Based on where the price-to-earnings multiple now stands, “a fall even just to 10 implies a frightful decline in stock prices,” Brightman wrote.
Read: Stock-market investors are ‘running scared’ amid most bearish sentiment since 2009, says BofA
U.S. inflation measured by the consumer-price index has soared to a rate of 8.5% in the 12 months through March. “How can a fed-funds rate of 3% tame CPI running at 8%?” said Brightman. “I perceive at least even odds that the Fed fails to get inflation under control soon.” He also estimated “at least even odds” for a recession before the end of next year.
Under the threat of stagflation, investors “may reduce exposure to equity beta and nominal duration by selling mainstream stocks and bonds in favor of commodities and real assets, whose prices have historically risen in response to rising inflation,” according to the Research Affiliates note.
“Investors may protect the real value of their bond principal by swapping out of nominal bonds into TIPS,” or Treasury inflation-protected securities, said Brightman.

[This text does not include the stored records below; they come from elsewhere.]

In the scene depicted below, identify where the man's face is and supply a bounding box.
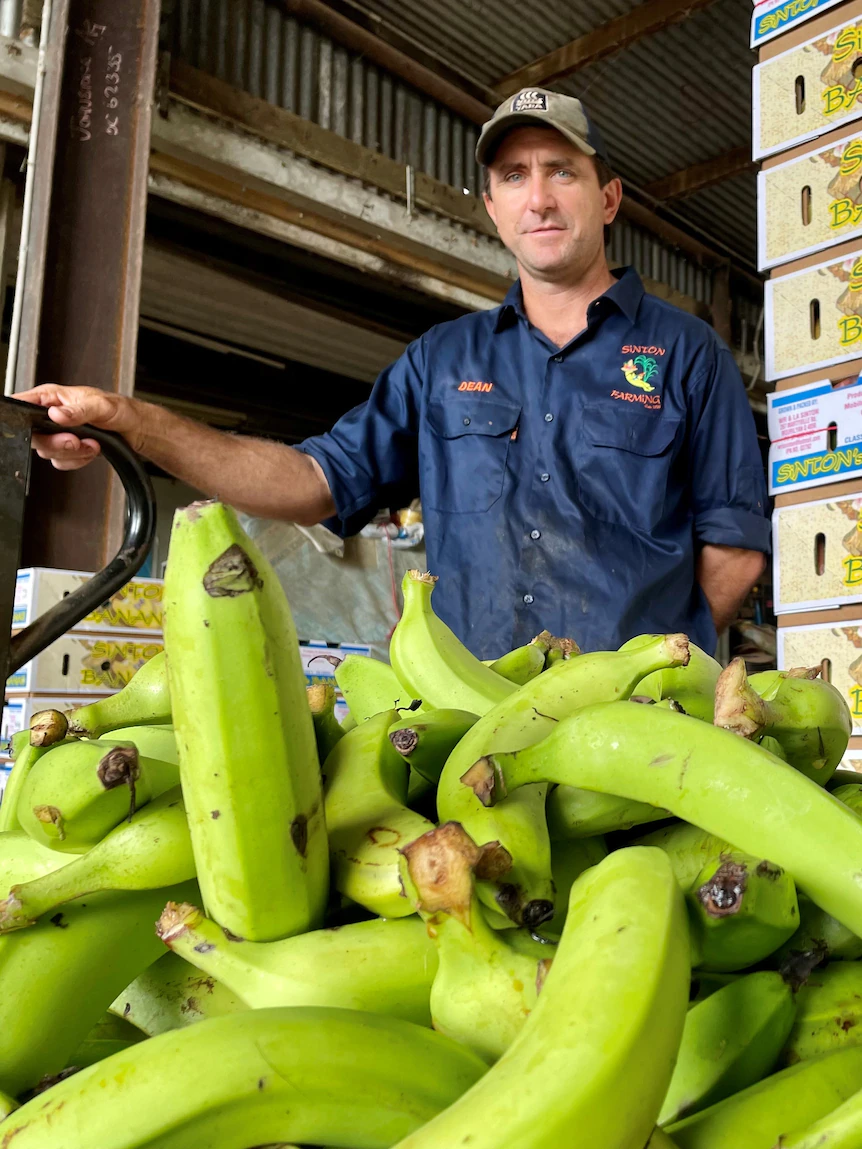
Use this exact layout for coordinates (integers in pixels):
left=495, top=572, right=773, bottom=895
left=485, top=126, right=622, bottom=282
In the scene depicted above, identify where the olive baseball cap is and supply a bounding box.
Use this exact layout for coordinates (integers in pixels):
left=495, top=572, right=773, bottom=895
left=476, top=87, right=610, bottom=167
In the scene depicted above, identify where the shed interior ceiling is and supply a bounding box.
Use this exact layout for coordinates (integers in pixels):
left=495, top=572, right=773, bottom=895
left=347, top=0, right=756, bottom=267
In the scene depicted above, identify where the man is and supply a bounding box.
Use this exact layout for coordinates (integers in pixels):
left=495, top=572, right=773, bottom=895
left=18, top=88, right=769, bottom=658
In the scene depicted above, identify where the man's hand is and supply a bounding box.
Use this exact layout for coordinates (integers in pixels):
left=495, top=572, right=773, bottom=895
left=15, top=384, right=336, bottom=526
left=698, top=543, right=767, bottom=634
left=14, top=383, right=147, bottom=471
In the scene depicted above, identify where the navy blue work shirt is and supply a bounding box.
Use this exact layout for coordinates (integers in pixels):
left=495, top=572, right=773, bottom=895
left=300, top=268, right=769, bottom=658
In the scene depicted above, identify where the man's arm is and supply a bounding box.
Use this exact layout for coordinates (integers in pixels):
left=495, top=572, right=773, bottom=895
left=15, top=384, right=336, bottom=526
left=698, top=543, right=767, bottom=634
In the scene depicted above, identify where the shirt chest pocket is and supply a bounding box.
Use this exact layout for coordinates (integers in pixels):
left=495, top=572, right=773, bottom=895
left=577, top=410, right=683, bottom=531
left=421, top=396, right=521, bottom=515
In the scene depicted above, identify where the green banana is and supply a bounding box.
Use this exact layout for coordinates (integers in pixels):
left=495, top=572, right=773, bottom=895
left=67, top=650, right=171, bottom=738
left=776, top=894, right=862, bottom=981
left=164, top=502, right=329, bottom=941
left=0, top=730, right=58, bottom=833
left=17, top=739, right=179, bottom=854
left=0, top=1007, right=485, bottom=1149
left=67, top=1013, right=144, bottom=1070
left=632, top=822, right=732, bottom=894
left=547, top=786, right=670, bottom=842
left=473, top=698, right=862, bottom=934
left=110, top=942, right=245, bottom=1038
left=830, top=782, right=862, bottom=816
left=306, top=683, right=345, bottom=765
left=401, top=822, right=553, bottom=1063
left=30, top=710, right=69, bottom=749
left=484, top=634, right=548, bottom=686
left=551, top=838, right=608, bottom=933
left=437, top=634, right=688, bottom=928
left=0, top=882, right=198, bottom=1093
left=619, top=634, right=722, bottom=723
left=659, top=971, right=795, bottom=1125
left=390, top=571, right=517, bottom=715
left=761, top=795, right=862, bottom=982
left=17, top=739, right=179, bottom=854
left=99, top=723, right=179, bottom=766
left=775, top=1089, right=862, bottom=1149
left=686, top=850, right=799, bottom=973
left=336, top=654, right=421, bottom=716
left=668, top=1046, right=862, bottom=1149
left=637, top=822, right=799, bottom=972
left=395, top=845, right=688, bottom=1149
left=390, top=710, right=479, bottom=785
left=688, top=970, right=744, bottom=1009
left=715, top=658, right=853, bottom=785
left=782, top=962, right=862, bottom=1065
left=323, top=710, right=433, bottom=918
left=645, top=1126, right=677, bottom=1149
left=533, top=631, right=580, bottom=670
left=0, top=786, right=194, bottom=934
left=0, top=830, right=71, bottom=890
left=156, top=902, right=437, bottom=1025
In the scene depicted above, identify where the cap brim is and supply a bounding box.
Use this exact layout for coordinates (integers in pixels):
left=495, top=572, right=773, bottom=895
left=476, top=111, right=598, bottom=164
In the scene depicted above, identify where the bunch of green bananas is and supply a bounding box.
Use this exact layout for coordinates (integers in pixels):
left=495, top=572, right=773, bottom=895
left=0, top=530, right=862, bottom=1149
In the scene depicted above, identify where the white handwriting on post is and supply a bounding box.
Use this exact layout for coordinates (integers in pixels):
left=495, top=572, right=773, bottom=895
left=71, top=20, right=107, bottom=144
left=105, top=45, right=123, bottom=136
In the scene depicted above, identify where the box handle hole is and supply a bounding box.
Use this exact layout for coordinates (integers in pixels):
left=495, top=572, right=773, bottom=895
left=808, top=299, right=821, bottom=339
left=802, top=184, right=811, bottom=228
left=814, top=531, right=826, bottom=575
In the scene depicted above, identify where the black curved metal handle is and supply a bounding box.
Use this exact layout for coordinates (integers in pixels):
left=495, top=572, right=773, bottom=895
left=6, top=413, right=156, bottom=678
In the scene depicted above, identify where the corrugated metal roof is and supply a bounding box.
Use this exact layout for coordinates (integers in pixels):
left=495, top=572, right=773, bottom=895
left=353, top=0, right=755, bottom=263
left=140, top=242, right=405, bottom=387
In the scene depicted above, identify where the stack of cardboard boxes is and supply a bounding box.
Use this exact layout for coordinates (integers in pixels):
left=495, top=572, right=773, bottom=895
left=752, top=0, right=862, bottom=768
left=0, top=566, right=164, bottom=791
left=0, top=566, right=370, bottom=794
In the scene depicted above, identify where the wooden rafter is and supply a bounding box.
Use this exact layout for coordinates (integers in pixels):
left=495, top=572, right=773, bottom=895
left=494, top=0, right=714, bottom=100
left=642, top=145, right=757, bottom=200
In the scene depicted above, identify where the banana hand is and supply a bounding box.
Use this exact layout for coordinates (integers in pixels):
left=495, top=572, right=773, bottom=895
left=3, top=1008, right=485, bottom=1149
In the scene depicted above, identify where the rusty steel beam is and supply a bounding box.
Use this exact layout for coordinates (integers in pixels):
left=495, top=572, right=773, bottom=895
left=10, top=0, right=160, bottom=570
left=641, top=145, right=757, bottom=200
left=494, top=0, right=715, bottom=100
left=279, top=0, right=494, bottom=124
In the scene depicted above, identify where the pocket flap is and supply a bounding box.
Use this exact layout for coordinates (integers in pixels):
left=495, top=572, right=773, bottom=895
left=584, top=408, right=683, bottom=455
left=428, top=398, right=521, bottom=439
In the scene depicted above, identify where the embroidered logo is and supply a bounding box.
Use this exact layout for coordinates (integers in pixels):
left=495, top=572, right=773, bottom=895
left=511, top=87, right=548, bottom=111
left=619, top=355, right=659, bottom=392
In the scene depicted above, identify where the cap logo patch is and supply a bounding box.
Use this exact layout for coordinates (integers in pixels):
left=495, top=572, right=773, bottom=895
left=511, top=87, right=548, bottom=111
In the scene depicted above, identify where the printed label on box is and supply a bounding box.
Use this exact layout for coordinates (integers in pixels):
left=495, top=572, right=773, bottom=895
left=752, top=17, right=862, bottom=160
left=764, top=250, right=862, bottom=379
left=772, top=495, right=862, bottom=615
left=751, top=0, right=841, bottom=48
left=11, top=566, right=164, bottom=634
left=0, top=694, right=108, bottom=754
left=778, top=619, right=862, bottom=734
left=767, top=376, right=862, bottom=495
left=6, top=634, right=164, bottom=694
left=757, top=131, right=862, bottom=269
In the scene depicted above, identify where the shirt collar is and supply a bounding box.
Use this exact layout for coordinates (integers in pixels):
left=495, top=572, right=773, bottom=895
left=494, top=268, right=644, bottom=334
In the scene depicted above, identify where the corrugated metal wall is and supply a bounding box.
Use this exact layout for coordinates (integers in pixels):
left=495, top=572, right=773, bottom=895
left=168, top=0, right=763, bottom=314
left=176, top=0, right=487, bottom=193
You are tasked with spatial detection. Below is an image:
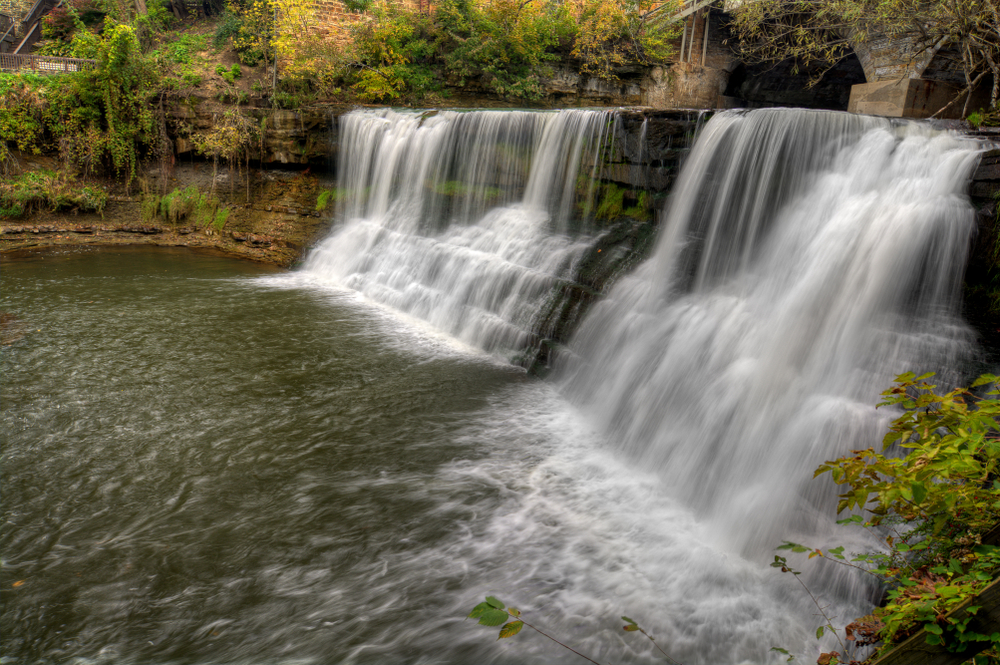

And, “as is evident from recent movements in stock prices, investors will flee from longer-duration growth stocks and rotate into lower-duration—and exceptionally cheap—value stocks in their equity portfolios.”
The U.S. stock market was choppy Tuesday but ended higher, the day before Fed Chair Jerome Powell will hold a news conference at the conclusion of the central bank’s two-day policy meeting Wednesday.
All three major U.S. stock benchmarks have been battered this year, with the S&P 500
SPX,
down 12.4%, the Dow Jones Industrial Average
DJIA,
falling 8.8% and the technology-heavy Nasdaq Composite
COMP,
tumbling 19.7%, FactSet data show.
Citigroup analysts said in a research report dated April 29 that “global equity markets are moving to price in three stagflation themes — high inflation, rising rates, weak growth.”
They suggested a global equity strategy aimed at hedging against those three themes. “It is long commodity stocks, long defensives, and short (real) rate-sensitive Growth stocks,” the Citi analysts wrote. “Investors fearing that commodity prices are rolling over should switch into Financials.”
Citi’s stagflation portfolio has benefited from an “overweight” to commodity-exposed sectors and market, but strategists at the bank are “bearish on oil, citing the prospect of weaker demand and increased supply,” according to the report.
Also, weakness in China’s economy may “put metals prices under pressure,” the Citi analysts wrote. So, “commodity stocks are probably the first part of the stagflation portfolio that we would let go.”
In an April report from Ray Dalio’s hedge fund firm Bridgewater Associates, co-chief investment officers Dalio, Bob Prince and Greg Jensen warned that “stagflation is the big risk and the war in Ukraine has added to that.” The war has amplified “pre-existing pressures,” with the largest impacts in commodities markets where Russia is a major supplier, they wrote.
“The Fed and other central bankers face a challenging policy dilemma with a collection of uncertainties and risks as great as any since the 1970s,” the Bridgewater co-CIOs said.